WPI Worcester Polytechnic Institute

Computer Science Department
------------------------------------------

CS 548 KNOWLEDGE DISCOVERY AND DATA MINING - Spring 2014  
Project 2: Decision Trees, Linear Regression, Model Trees, Regression Trees

PROF. CAROLINA RUIZ 

DUE DATE: Tuesday March 4th, 2014. ------------------------------------------

Project Assignment:

  1. Study Chapter 4 and Appendix D of the textbook in great detail.

  2. Study all the materials posted on the course Lecture Notes: In particular, you should know the algorithms to construct decision trees, regression trees, and model trees very well, and be able to use these algorithms to construct trees from data by hand during the test. See examples provided in the Lecture Notes linked above. (Note: for model and regression trees, a software tool will be used to obtain the necessary linear regressions.)

  3. THOROUGHLY READ AND FOLLOW THE PROJECT GUIDELINES. These guidelines contain detailed information about how to structure your project, and how to prepare your written summary, and how to study for the test.

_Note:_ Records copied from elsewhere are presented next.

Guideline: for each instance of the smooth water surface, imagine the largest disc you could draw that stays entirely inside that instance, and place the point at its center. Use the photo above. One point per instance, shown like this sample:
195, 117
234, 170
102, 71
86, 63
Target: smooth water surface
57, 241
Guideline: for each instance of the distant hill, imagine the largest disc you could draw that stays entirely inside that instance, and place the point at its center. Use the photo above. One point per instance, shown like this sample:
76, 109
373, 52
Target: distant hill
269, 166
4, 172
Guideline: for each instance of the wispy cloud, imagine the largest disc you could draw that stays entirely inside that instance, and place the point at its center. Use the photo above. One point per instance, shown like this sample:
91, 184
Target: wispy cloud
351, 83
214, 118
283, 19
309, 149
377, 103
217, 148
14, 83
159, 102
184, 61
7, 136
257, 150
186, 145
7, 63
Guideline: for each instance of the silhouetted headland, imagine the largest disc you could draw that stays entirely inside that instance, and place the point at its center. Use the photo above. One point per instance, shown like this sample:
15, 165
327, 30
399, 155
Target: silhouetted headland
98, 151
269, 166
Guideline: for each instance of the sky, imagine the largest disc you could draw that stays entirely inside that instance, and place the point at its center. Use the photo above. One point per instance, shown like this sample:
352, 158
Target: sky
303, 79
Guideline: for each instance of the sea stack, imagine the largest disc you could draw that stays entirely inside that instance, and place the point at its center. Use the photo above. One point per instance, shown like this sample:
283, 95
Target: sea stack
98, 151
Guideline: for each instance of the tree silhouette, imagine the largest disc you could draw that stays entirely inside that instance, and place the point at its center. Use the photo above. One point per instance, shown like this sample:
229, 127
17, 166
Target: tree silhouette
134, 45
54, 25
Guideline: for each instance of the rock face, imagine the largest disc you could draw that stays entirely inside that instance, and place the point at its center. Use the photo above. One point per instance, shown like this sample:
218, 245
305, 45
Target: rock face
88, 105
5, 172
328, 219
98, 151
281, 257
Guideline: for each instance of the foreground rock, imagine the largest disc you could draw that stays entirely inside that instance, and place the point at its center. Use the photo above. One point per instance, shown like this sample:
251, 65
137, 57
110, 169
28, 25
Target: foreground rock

    You must follow the 5 page written report format described in the PROJECT GUIDELINES. In particular for this project:
    Page 2 should contain a table summarizing classification experiments ran with decision trees.
    Page 3 should contain a table summarizing regression experiments ran with linear regression, model trees, and regression trees.

    *** You must use the Project 2 Template provided for your written report. *** (if you prefer not to use Word, you can copy and paste this format in a different editor as long as you respect the stated page structure and page limit.)

  4. Advanced Topic(s): Investigate in more depth (experimentally, theoretically, or both) a topic of your choice that is related to decision or model/regression trees and that was not covered already in this project, class lectures, or the textbook. This tree-related topic might be something that was described or mentioned briefly in the textbook or in class; comes from your own research; or is related to your interests. Just a few sample ideas are: The prune function in Matlab; C4.5; C4.5 pruning methods (for trees or for rules); any of the additional tree classifiers in Weka: DecisionStump, LMT RandomForest, RandomTree, REPTree; meta-learning applied to decision trees (see Classifier -> Choose -> meta); other useful functionality in Matlab or RapidMiner; an idea from a research paper that you find intriguing; or any other tree-related topic.